Image of G. pallida female

We use genomics tools to investigate the biology of PCN in order to develop new control strategies for this pathogen.

The potato cyst nematodes (PCN) – Globodera pallida and G. rostochiensis cause damage valued at over £50 million in the UK each year. They are present in two thirds of potato growing fields in the UK and the withdrawal of effective nematicides used by farmers to control PCN means that the future of the crop is threatened for many growers. On a worldwide basis plant parasitic nematodes are thought to cause damage valued at over 100 billion US Dollars each year.

Image of PCN syncytium

Many plant parasitic nematodes, including PCN, are biotrophic and induce complex feeding structures (syncytia – see picture) in their hosts. The syncytium is a large, multinucleate metabolically active structure and its formation requires massive reprogramming of plant gene expression. Understanding how nematodes induce these structures in plants is an important goal of our work.

Effector biology

Image of nuclear localisation of PCN effector

Like other biotrophic pathogens, PCN secretes effectors into its host in order to establish infection and to suppress host immunity. We work with other groups in the Dundee Effector Consortium to understand how nematode effectors function in plants.We have used genomics to identify the full effector complement of PCN and undertake a range of functional studies on these proteins. Cell biology tools are also increasingly important for our work.

Genomics

Much of our work uses genomics tools. We have been partners is a wide range of sequencing projects including those for Globodera pallida and G. rostochiensis as well as the root-knot nematode Meloidogyne incognita and the pine wilt nematode Bursaphelenchus xylophilus.  We have also undertaken transcriptome analysis for other nematodes.
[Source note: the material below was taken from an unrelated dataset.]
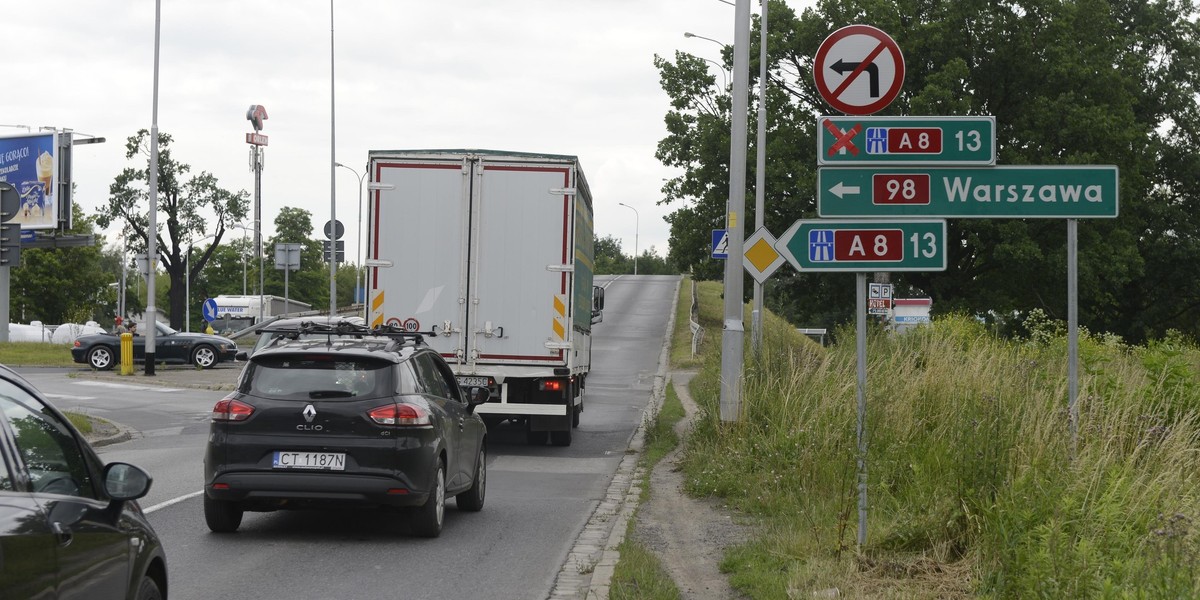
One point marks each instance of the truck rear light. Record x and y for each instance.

Nematode diversity and avirulence

Resistance genes against biotrophic pathogens operate by detecting pathogen effectors or their activity. Effectors that are recognised in this way are termed Avirulence (Avr) genes. A virulent pathogen does not contain the recognised avirulence gene and is therefore able to overcome a particular resistance source.

Nematode populations display a wide range of virulence against resistance sources. We have a long track record of investigating variation in PCN for diagnostic purposes and in relation to virulence. We have undertaken work that has identiied regions of the G. pallida genome that are under selection when the nematodes are selected for virulence against two commonly used resistance genes Gpa5 and H3. A better understanding of nematode avirulence genes offers the prospect of improved resistance breeding tools.
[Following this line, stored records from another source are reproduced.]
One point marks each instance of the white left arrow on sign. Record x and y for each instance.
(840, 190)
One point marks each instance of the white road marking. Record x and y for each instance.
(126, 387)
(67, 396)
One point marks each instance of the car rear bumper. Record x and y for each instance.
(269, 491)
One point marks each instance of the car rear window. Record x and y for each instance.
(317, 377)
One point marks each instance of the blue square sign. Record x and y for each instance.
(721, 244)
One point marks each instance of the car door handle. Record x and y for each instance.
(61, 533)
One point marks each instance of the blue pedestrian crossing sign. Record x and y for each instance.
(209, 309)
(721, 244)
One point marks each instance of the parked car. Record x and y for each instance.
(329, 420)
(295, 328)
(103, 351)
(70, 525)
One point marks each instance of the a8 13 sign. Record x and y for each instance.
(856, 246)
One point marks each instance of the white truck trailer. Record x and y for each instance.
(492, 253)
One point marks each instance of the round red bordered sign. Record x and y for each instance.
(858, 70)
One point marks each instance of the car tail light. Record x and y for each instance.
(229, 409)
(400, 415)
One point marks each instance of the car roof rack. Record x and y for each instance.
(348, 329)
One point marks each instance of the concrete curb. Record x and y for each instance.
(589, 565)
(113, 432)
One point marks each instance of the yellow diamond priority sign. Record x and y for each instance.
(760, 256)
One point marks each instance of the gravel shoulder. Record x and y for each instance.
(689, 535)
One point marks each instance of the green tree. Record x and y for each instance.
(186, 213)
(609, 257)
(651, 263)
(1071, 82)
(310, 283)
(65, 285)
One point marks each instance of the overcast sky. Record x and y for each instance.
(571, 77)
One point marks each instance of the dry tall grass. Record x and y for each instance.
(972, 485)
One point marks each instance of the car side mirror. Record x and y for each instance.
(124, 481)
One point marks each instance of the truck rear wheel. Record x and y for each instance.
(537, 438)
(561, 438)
Scottish Governement PCN project

The threat posed by PCN to the future of the Scottish seed potato industry led to a large working group with a range of potato industry, government and academic backgrounds being set up to identify a strategy and key recommendations for dealing with PCN. As a result of the work done by this group, the Scottish Government awarded funding for a fully integrated 5-year project of scientific research and knowledge exchange with an aim to deliver a sustainable potato and bulb industry for Scotland through the management of Potato Cyst Nematode (PCN). The project is led by the Plant Health Centre.  Our scientists play a key role in many areas of this project.  Details of this project and project outcomes can be found on the PCN Action Scotland website.